Segundo o comunicado, Bruxelas avançou com um passo adicional no processo de infração contra Espanha (INFR(2025)2121), ao considerar que o país não está a cumprir o Regulamento do Mecanismo Único de Supervisão (Regulamento (UE) n.º 1024/2013), a Diretiva dos Requisitos de Capital (Diretiva 2013/36/UE) e disposições-chave do Tratado sobre o Funcionamento da União Europeia, nomeadamente os artigos 49.º (liberdade de estabelecimento) e 63.º (livre circulação de capitais), segundo
A decisão surge na sequência da carta de notificação inicial enviada em 17 de julho de 2025. Desde então, entrou em vigor a nova Diretiva (UE) 2024/1619 (CRD VI), cujo prazo de transposição terminou a 10 de janeiro de 2026, levando a Comissão a atualizar a avaliação jurídica do caso e a incluir novas disposições no processo de infração.
O caso insere-se no quadro mais amplo de reforço da União Bancária e da integração do mercado financeiro europeu, onde Bruxelas tem vindo a pressionar os Estados-membros a remover obstáculos nacionais à atividade bancária transfronteiriça.
A Comissão Europeia abriu o processo de infração em julho de 2025, quando identificou que certas normas ou práticas em Espanha poderiam estar a limitar operações como fusões, aquisições ou reorganizações de bancos, especialmente quando envolvem entidades de outros países da UE
Segundo o executivo comunitário, as medidas adotadas por Espanha são incompatíveis com o novo quadro da CRD VI, em particular no que diz respeito a aquisições, fusões, cisões e outras alterações estruturais envolvendo instituições de crédito.

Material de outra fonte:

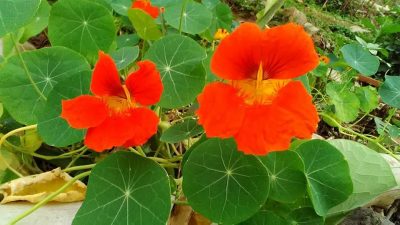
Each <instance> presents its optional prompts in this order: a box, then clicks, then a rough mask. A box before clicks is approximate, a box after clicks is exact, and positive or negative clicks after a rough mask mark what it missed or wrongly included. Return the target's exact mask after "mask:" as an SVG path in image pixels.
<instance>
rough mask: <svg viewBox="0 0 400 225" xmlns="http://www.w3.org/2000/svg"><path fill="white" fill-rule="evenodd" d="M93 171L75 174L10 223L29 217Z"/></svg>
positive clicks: (16, 217)
mask: <svg viewBox="0 0 400 225" xmlns="http://www.w3.org/2000/svg"><path fill="white" fill-rule="evenodd" d="M90 173H91V171H87V172H84V173H81V174H79V175H77V176H75V177H74V178H72V179H71V180H69V181H68V182H67V183H65V184H64V185H63V186H62V187H61V188H59V189H58V190H57V191H55V192H53V193H52V194H50V195H49V196H47V197H46V198H44V199H43V200H42V201H40V202H38V203H37V204H36V205H34V206H33V207H32V208H30V209H28V210H27V211H25V212H24V213H22V214H21V215H19V216H18V217H16V218H14V220H12V221H11V222H10V225H14V224H16V223H17V222H18V221H20V220H22V219H23V218H25V217H27V216H28V215H30V214H31V213H33V212H34V211H36V210H37V209H39V208H40V207H42V206H43V205H45V204H46V203H47V202H49V201H51V200H52V199H53V198H54V197H56V196H57V195H59V194H60V193H61V192H63V191H65V190H66V189H67V188H68V187H69V186H71V185H72V184H73V183H75V181H77V180H79V179H82V178H84V177H87V176H89V175H90Z"/></svg>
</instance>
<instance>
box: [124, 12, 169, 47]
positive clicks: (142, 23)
mask: <svg viewBox="0 0 400 225" xmlns="http://www.w3.org/2000/svg"><path fill="white" fill-rule="evenodd" d="M128 17H129V20H130V21H131V23H132V25H133V27H134V28H135V30H136V32H137V34H138V35H139V37H141V38H143V39H144V40H157V39H160V38H161V37H162V33H161V31H160V28H159V27H158V25H157V24H156V23H155V21H154V19H153V17H151V16H150V15H149V14H147V13H146V12H145V11H143V10H141V9H129V10H128Z"/></svg>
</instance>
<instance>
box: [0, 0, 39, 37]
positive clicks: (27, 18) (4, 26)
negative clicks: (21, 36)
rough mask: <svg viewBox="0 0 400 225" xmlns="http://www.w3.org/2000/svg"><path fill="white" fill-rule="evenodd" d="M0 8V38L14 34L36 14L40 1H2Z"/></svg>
mask: <svg viewBox="0 0 400 225" xmlns="http://www.w3.org/2000/svg"><path fill="white" fill-rule="evenodd" d="M0 4H1V7H0V37H3V36H4V35H6V34H7V33H10V32H14V31H16V30H18V29H19V28H21V27H22V26H24V25H26V24H28V23H29V21H30V20H31V19H32V18H33V16H34V15H35V14H36V11H37V10H38V8H39V5H40V0H2V1H1V3H0Z"/></svg>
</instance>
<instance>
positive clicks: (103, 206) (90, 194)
mask: <svg viewBox="0 0 400 225" xmlns="http://www.w3.org/2000/svg"><path fill="white" fill-rule="evenodd" d="M169 186H170V185H169V178H168V175H167V173H166V171H165V170H164V169H163V168H161V167H160V166H159V165H158V164H157V163H155V162H154V161H152V160H150V159H146V158H143V157H141V156H138V155H136V154H134V153H130V152H116V153H114V154H112V155H110V156H108V157H107V158H106V159H104V160H103V161H101V162H100V163H98V164H97V165H96V167H94V168H93V170H92V173H91V174H90V178H89V183H88V191H87V195H86V199H85V201H84V202H83V205H82V207H81V208H80V209H79V211H78V213H77V214H76V216H75V219H74V221H73V223H72V224H73V225H87V224H97V225H103V224H104V225H110V224H130V225H165V224H166V223H167V220H168V217H169V212H170V209H171V197H170V187H169Z"/></svg>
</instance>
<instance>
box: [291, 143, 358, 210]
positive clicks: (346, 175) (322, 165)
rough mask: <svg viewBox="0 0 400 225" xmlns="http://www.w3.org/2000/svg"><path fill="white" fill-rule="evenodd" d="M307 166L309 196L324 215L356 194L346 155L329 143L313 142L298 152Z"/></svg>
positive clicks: (306, 143)
mask: <svg viewBox="0 0 400 225" xmlns="http://www.w3.org/2000/svg"><path fill="white" fill-rule="evenodd" d="M295 152H297V153H298V154H299V156H300V158H301V159H302V161H303V163H304V173H305V175H306V179H307V185H308V193H309V196H310V198H311V202H312V203H313V206H314V209H315V211H316V212H317V214H318V215H320V216H325V215H327V213H328V210H329V209H330V208H332V207H334V206H335V205H338V204H339V203H341V202H343V201H345V200H346V199H347V198H348V197H349V196H350V195H351V193H352V191H353V184H352V180H351V177H350V171H349V165H348V164H347V161H346V159H345V158H344V156H343V154H342V153H341V152H340V151H339V150H337V149H336V148H335V147H333V146H332V145H330V144H329V143H328V142H326V141H322V140H311V141H308V142H306V143H303V144H301V145H300V146H299V147H298V148H297V149H296V150H295Z"/></svg>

Bruxelas considera que estas restrições reforçam preocupações já identificadas anteriormente.
A Comissão sublinha que a consolidação do setor bancário é essencial para o bom funcionamento da União Bancária e traz benefícios para a economia europeia, permitindo uma alocação mais eficiente de capital e assegurando o acesso de cidadãos e empresas a produtos financeiros em condições competitivas — um dos objetivos centrais da União da Poupança e dos Investimentos.

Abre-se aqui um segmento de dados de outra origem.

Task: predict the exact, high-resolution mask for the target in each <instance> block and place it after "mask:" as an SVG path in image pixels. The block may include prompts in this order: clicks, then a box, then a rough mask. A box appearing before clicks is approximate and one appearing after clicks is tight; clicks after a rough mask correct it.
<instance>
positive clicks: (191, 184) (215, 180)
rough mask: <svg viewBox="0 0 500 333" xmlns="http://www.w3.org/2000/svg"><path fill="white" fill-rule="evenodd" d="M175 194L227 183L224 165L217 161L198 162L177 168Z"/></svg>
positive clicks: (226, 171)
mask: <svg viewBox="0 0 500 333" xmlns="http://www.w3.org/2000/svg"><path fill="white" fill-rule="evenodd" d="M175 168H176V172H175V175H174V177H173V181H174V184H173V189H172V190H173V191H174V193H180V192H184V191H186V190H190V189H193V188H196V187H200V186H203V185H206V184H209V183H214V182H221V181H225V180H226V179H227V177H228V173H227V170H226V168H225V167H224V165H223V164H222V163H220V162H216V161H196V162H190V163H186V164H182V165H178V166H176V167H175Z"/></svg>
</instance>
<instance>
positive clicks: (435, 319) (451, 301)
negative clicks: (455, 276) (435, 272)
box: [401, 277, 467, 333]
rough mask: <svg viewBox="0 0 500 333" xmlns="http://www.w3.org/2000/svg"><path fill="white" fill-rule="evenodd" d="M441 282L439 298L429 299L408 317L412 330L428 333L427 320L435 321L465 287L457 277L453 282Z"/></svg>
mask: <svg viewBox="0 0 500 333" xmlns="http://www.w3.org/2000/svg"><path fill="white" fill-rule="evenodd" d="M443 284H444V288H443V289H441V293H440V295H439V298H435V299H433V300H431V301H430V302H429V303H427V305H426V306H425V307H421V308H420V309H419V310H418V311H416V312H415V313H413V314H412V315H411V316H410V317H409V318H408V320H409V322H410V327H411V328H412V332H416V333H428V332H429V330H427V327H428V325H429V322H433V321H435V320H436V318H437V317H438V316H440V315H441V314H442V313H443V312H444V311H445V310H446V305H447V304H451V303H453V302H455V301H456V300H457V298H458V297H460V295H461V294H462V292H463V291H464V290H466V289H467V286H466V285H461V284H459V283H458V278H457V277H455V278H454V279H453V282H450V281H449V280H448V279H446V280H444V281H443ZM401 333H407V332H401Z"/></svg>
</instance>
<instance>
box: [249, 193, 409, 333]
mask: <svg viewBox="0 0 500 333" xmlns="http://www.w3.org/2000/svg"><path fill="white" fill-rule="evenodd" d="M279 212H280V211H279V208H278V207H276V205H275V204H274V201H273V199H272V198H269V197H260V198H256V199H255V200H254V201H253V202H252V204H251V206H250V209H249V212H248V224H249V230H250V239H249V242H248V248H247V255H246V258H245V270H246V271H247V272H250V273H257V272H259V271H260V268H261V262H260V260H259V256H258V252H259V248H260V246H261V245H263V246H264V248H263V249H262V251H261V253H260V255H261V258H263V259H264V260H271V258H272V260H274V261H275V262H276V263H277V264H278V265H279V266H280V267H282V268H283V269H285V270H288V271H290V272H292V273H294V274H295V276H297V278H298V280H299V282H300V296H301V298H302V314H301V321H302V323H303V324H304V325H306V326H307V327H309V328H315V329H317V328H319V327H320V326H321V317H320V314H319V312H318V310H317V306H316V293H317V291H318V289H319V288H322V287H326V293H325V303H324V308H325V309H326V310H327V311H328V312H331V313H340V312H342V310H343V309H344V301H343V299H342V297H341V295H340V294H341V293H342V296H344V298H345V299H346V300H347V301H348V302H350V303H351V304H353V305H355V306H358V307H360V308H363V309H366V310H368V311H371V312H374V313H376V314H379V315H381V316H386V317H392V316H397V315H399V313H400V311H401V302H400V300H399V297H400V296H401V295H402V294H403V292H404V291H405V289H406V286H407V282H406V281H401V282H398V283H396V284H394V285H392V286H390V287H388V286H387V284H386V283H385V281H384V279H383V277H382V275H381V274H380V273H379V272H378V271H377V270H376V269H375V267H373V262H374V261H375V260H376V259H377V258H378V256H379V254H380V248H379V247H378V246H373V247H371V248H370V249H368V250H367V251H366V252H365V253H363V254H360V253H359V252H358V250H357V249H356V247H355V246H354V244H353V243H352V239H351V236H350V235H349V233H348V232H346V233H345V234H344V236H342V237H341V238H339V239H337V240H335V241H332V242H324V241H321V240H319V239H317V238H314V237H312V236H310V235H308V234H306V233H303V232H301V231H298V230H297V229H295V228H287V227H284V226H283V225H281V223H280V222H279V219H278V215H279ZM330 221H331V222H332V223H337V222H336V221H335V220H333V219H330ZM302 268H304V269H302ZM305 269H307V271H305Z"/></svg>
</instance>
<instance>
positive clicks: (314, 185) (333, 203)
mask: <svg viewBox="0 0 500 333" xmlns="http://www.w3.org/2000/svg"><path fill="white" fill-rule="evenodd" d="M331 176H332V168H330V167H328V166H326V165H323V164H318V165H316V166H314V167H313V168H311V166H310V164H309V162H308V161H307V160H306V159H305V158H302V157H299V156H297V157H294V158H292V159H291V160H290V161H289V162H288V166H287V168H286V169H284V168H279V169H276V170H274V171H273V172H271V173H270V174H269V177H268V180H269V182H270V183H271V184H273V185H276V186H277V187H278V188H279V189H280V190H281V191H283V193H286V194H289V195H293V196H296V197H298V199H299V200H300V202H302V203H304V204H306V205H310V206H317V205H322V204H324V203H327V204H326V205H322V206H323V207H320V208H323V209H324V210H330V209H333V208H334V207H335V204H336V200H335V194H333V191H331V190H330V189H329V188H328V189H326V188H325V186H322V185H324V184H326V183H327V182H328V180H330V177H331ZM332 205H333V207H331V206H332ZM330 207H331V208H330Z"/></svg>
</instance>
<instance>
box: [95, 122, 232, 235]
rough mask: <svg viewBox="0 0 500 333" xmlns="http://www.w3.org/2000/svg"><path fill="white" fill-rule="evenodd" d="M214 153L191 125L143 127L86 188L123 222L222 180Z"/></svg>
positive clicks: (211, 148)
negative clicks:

Espanha dispõe agora de um prazo de dois meses para responder às preocupações levantadas. Caso a resposta não seja considerada satisfatória, a Comissão poderá avançar para a emissão de um parecer fundamentado, o passo seguinte no procedimento de infração.
Se a Comissão avançar para um parecer fundamentado e, eventualmente, para o Tribunal de Justiça da UE, Espanha pode ser obrigada a alterar a sua legislação ou práticas. Mais do que um caso isolado, este processo é um sinal de que Bruxelas está a endurecer a aplicação das regras para acelerar a integração bancária no bloco.
O tema tem sido bandeira da comissária europeia responsável pelos Serviços Financeiros e pela União da Poupança e do Investimento, Maria Luís Albuquerque.
Paralelamente, na sua página do Linkedin, Maria Luís Albuquerque assinalou a sua visita aos Países Baixos – Amesterdão e Haia que se traduz num marco importante porque fecha o périplo de visitas aos Estados-Membros. “Já visitei todos os 27 Estados-Membros desde o início do meu mandato”, diz, acrescentando que “depois de visitar todos os 27 Estados-Membros, estou mais convencido do que nunca de que a Europa tem tudo o que precisa para ter sucesso: talento, capital, inovação e ambição. O diagnóstico é partilhado. A direção é clara. O que importa agora é a nossa vontade de agir e de tomar as decisões que irão desbloquear todo o potencial da Europa”.